In anesthetized rats (alpha-chloralose 2% and urethane 20%) a bipolar electrode was implanted in the left paraventricular nucleus to perform 90 minutes stimulation (1 msec, 100 nA, 20 Hz). Immediately after the stimulation, tissues were fixed by an intracardiac perfusion of paraformaldehyde 4%. After a few hours of post fixation in the same fixative, spinal cords were removed, embedded in 5% agar and sectioned with a vibratome in 25 or 30 μm thick sections for direct observations or in 40 μm thick sections for preparation of semithin (1.5 μm) sections. Detailed procedures and antibodies used are indicated in additional file 1.
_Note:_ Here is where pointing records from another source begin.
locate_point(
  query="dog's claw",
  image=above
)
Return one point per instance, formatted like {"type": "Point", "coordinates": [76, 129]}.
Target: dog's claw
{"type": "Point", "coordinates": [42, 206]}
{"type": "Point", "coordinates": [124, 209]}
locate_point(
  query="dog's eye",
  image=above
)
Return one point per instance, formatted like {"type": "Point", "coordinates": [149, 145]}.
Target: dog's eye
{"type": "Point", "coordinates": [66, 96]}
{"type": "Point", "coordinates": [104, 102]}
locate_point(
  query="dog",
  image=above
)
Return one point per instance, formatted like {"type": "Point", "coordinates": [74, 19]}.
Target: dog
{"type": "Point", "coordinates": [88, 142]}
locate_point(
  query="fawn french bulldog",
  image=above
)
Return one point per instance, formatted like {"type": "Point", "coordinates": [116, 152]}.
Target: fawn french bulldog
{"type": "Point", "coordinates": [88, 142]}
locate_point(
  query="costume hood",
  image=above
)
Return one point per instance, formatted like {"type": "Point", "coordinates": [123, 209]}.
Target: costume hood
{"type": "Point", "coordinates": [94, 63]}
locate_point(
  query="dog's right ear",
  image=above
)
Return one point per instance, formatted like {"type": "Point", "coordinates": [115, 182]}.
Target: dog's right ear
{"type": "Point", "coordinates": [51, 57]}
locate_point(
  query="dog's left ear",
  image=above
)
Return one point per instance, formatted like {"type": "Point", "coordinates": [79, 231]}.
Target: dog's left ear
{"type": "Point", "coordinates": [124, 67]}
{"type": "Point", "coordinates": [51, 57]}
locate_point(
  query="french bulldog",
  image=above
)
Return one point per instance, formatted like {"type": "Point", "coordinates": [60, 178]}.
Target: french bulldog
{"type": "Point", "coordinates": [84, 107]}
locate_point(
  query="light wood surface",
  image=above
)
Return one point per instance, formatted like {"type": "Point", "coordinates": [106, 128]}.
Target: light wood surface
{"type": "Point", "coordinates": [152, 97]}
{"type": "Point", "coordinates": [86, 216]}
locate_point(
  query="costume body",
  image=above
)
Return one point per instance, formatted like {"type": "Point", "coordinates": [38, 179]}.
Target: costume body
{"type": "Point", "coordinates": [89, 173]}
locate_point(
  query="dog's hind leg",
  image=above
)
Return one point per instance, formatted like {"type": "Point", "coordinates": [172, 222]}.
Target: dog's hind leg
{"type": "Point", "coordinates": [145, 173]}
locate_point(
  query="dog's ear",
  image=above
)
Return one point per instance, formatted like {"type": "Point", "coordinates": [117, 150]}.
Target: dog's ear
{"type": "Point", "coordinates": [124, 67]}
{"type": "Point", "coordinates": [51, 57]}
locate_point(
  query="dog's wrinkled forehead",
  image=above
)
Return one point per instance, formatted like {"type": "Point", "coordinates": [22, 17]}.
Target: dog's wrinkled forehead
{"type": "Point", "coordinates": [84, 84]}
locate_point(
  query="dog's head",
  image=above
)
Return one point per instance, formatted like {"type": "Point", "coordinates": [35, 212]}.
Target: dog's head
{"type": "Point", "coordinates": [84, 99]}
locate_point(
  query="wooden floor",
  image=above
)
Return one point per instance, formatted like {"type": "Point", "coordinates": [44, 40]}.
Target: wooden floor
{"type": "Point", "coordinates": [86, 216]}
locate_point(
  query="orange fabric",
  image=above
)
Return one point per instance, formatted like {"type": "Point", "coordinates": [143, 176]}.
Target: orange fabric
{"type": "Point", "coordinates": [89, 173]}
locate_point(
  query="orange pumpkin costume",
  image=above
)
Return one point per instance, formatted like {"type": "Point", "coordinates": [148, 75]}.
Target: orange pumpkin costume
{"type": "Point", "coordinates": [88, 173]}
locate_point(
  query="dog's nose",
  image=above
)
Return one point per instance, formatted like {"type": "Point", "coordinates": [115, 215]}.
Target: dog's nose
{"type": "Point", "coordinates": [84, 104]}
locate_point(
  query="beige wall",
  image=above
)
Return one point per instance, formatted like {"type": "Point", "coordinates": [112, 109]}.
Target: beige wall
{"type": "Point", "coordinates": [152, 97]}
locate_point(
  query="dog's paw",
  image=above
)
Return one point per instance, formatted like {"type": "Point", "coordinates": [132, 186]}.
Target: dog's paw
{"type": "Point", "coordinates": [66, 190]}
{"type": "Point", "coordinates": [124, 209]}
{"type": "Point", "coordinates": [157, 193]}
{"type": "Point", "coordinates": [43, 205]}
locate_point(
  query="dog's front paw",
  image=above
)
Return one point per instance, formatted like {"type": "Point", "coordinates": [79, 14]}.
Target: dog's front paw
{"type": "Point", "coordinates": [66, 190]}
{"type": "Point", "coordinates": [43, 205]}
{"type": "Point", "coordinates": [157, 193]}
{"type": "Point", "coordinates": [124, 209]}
To activate oxytocin receptors, we used the selective agonist [Thr⁴, Gly⁷]-oxytocin (TGOT; Bachem, Germany) [32]. OT receptors were selectively inhibited with d(CH₂)⁵- [Tyr(Me)², Thr⁴-Tyr-NH₂⁹] ornithine vasotocin [33], a selective OT receptor antagonist (OTA; Sigma). Glutamate-receptor-mediated synaptic transmission was recorded in the continuous presence of the GABA_A-receptor antagonist bicuculline (BIC: bicuculline methiodide) and of the glycine-receptor antagonist strychnine (strychnine hydrochloride; Sigma). GABAergic synaptic currents were isolated in the presence of the general ionotropic glutamate receptor blocker kynurenic acid (2 mM) and of strychnine (1 μM) to block glycine receptors. To record miniature synaptic transmission, tetrodotoxin (0.5 μM) was present in the bath perfusion at a steady-state.